Given: 60={Windows}+{Stereo}-{Both}+{Neither}.
Question: {Neither}=?

(1) Of the 60 cars sold, 20 had a stereo but not power windows --> {Stereo}-{Both}=20 --> 60={Windows}+20+{Neither}. Not sufficient.

(2) Of the 60 cars sold, 30 had both power windows and a stereo --> {Both}=30. Not sufficient.

(1)+(2) We can find how many had stereo, but we still cannot get how many had neither power windows nor a stereo. Not sufficient.

Answer: E.
_________________


Bunuel,
Can we not get the answer if we use Statement 1 & 2?

We know total for Stereo & No Stereo and we know the total for Power Windows and No Power Windows.
By taking the above information.. 30+x + 20 + x = 60 --> x=5 Plug in 5 and you have No Power Windows at 25. Which mean's the cars with No Stereo and Power Window is 5. Am I thinking too much into this question?


Dear roro555

Please refer to the statement in red above. It is not correct.

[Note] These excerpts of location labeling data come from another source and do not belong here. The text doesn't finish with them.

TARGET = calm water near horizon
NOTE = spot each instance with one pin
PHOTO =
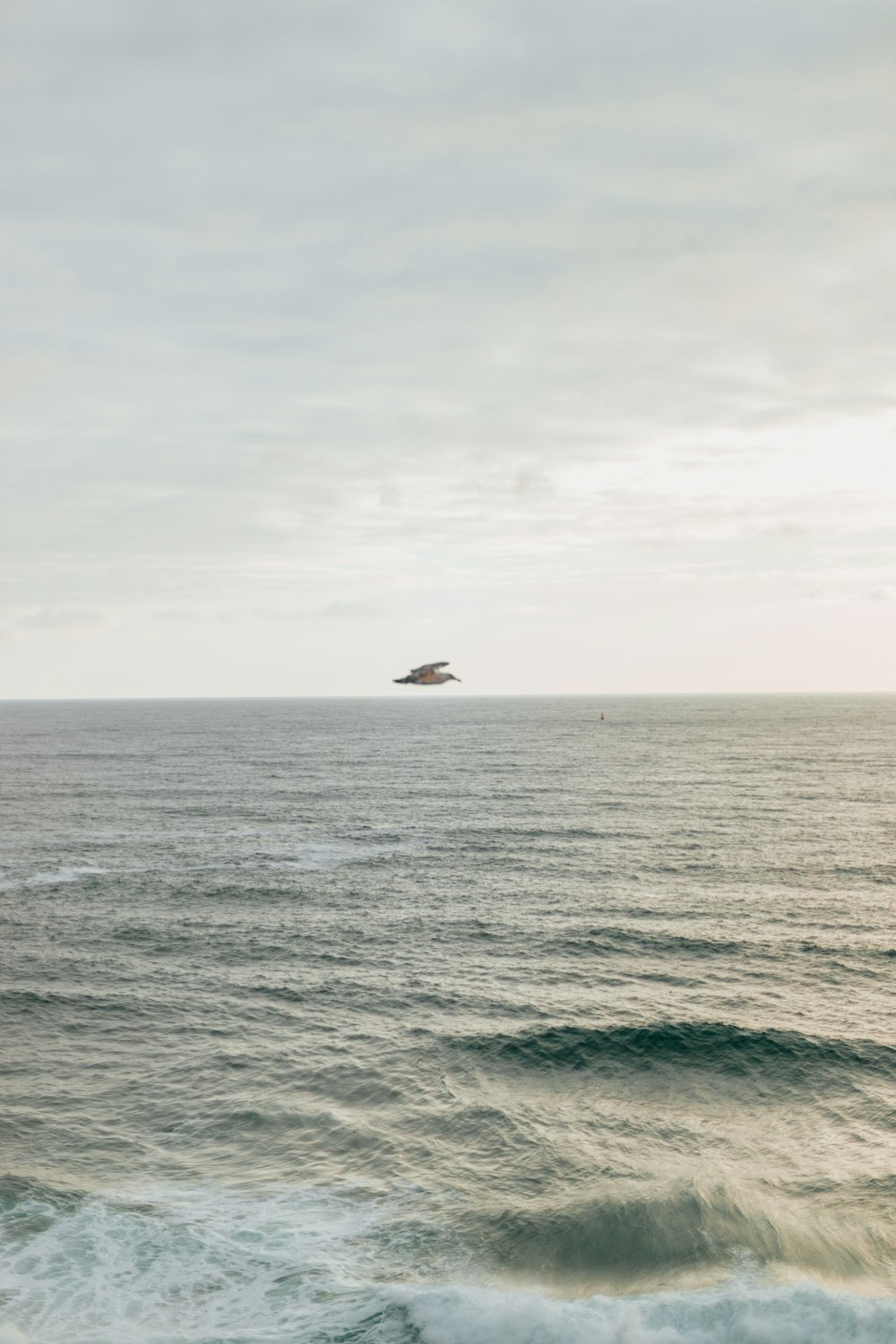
(449, 1021)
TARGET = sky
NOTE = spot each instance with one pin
(556, 340)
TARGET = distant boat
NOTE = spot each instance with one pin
(426, 675)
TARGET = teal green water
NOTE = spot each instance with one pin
(449, 1021)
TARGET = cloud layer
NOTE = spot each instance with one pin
(489, 324)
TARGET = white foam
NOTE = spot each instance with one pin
(202, 1268)
(737, 1314)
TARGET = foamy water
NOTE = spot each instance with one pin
(584, 1035)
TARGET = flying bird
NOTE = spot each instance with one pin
(426, 675)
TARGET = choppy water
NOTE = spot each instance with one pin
(449, 1021)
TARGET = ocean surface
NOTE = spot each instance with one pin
(449, 1021)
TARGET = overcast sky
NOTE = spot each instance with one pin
(552, 339)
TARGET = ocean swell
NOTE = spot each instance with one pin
(721, 1047)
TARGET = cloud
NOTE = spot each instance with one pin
(311, 300)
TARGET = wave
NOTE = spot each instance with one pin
(707, 1045)
(742, 1312)
(681, 1228)
(201, 1266)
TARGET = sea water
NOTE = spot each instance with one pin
(440, 1021)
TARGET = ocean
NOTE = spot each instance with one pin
(449, 1021)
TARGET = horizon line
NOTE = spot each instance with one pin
(485, 695)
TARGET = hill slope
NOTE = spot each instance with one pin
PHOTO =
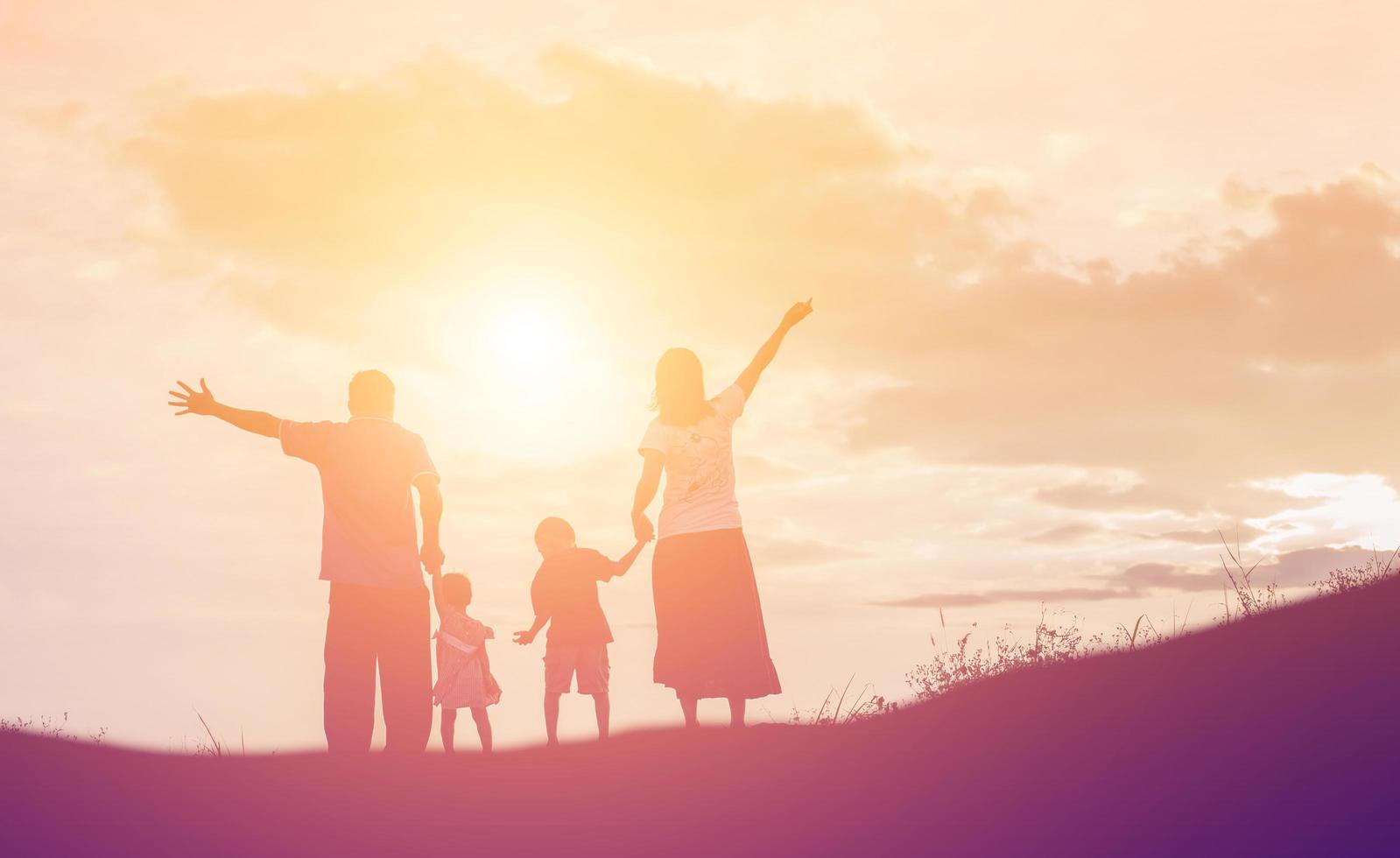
(1269, 736)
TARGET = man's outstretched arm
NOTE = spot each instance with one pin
(203, 402)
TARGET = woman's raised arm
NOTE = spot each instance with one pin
(749, 378)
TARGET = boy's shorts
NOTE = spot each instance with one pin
(563, 661)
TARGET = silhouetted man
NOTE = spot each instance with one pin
(369, 553)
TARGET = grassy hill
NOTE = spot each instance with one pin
(1274, 735)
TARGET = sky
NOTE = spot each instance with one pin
(1093, 283)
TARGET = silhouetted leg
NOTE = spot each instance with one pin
(687, 708)
(448, 729)
(602, 708)
(348, 680)
(552, 717)
(483, 727)
(406, 671)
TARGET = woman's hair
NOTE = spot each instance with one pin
(680, 390)
(457, 588)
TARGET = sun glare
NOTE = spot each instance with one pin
(527, 338)
(527, 352)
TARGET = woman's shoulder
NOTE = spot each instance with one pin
(728, 404)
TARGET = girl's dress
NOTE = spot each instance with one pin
(464, 671)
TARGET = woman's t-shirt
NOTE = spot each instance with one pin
(699, 490)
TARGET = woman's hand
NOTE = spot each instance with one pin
(799, 311)
(642, 528)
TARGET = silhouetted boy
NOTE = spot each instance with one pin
(565, 595)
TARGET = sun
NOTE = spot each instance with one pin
(520, 360)
(527, 338)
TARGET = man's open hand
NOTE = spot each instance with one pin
(799, 311)
(192, 401)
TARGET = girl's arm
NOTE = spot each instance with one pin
(749, 378)
(647, 484)
(528, 637)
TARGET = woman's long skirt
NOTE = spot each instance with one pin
(710, 637)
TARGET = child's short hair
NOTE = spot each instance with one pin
(457, 588)
(553, 530)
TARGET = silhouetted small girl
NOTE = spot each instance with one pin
(465, 679)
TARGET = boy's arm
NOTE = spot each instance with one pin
(528, 637)
(203, 402)
(623, 563)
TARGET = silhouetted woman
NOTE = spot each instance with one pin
(710, 637)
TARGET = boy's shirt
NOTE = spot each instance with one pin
(566, 588)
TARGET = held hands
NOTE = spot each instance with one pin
(193, 402)
(799, 311)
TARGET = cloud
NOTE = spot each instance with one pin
(1304, 567)
(1207, 538)
(801, 552)
(359, 209)
(341, 198)
(1134, 581)
(1204, 373)
(1065, 533)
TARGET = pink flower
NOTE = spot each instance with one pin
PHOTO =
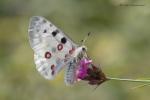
(83, 66)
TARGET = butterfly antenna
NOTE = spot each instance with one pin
(85, 38)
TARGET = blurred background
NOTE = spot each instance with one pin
(120, 42)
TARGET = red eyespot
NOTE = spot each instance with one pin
(52, 67)
(59, 47)
(71, 50)
(47, 55)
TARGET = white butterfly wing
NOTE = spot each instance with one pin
(50, 46)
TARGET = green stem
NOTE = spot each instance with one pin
(129, 80)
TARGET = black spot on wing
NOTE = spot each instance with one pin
(44, 21)
(63, 40)
(54, 33)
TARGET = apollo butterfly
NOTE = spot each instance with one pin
(54, 50)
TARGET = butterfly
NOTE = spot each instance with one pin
(54, 50)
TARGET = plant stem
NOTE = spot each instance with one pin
(129, 80)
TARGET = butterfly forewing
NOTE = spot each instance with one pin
(50, 46)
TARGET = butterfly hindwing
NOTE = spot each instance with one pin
(50, 46)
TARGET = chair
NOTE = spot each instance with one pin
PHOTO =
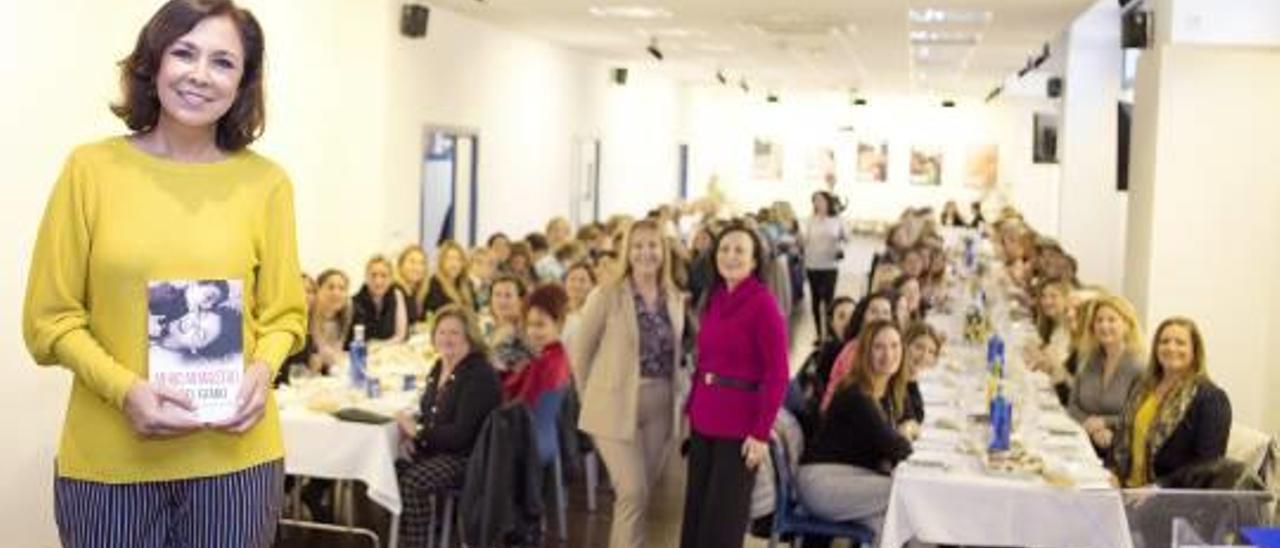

To explain why, have represented the information we get from St 1 + 2 in a matrix.



Looking at this table, it's easy to see that

We know the total for Power Windows and No PW only in terms of X, the unknown value we had to find.

From this table, the only thing we can say for sure is that X lies between 0 and 10, inclusive. But since the question had asked us about a unique value of X, and we haven't been able to find one, the correct answer will be Option E.

Hope this helped! :)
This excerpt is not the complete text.